New legislation and questionable metrics could make life harder for WeChat marketers
Tencent's increasingly popular WeChat messaging platform is now facing a number of challenging issues. Firstly, new legislation restricts public users from posting news content without first obtaining a license, which may turn some users off the service.
Number crunching on WeChat Image: WeChat |
Secondly, "liking" services available on Taobao is now escallating dramatically, causing marketers to question the validity of re-post statistics.
China's latest round of internet regulation states that only registered news agenices and websites will be allowed to post original news content on public accounts (like WeChat). Others will need to secure a permit from the State Internet Information Office to do so.

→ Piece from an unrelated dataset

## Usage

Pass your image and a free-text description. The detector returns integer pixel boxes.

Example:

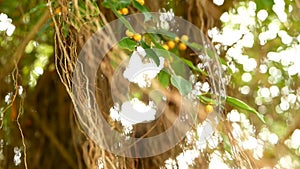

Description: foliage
[0,0,300,168]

This may be bad news for the 5.8m content providers on the popular service, as well as for marketers looking to share links to news content relevant to their brands.
Monitoring "page views" and "likes" is perhaps one of the most convenient ways to monitor engagement in online content and assess the reach of one's brand. However, a recent boom in services that allow marketers to purchase "likes" on Taobao.com, a popular e-commerce site, are calling these metrics into question.
While money can't buy you love, at the very least it can buy a few thousand likes. China Internet Watch, a news service, exhibits a case study where a user purchased 1,000 "likes" for as little as 10 yuan ($1.6) and received more than 50 "likes" in less than half an hour. Tencent claims to have safeguards in place to prevent this kind of activity, however, marketers should be aware of other metrics that are perhaps less open to manipulation.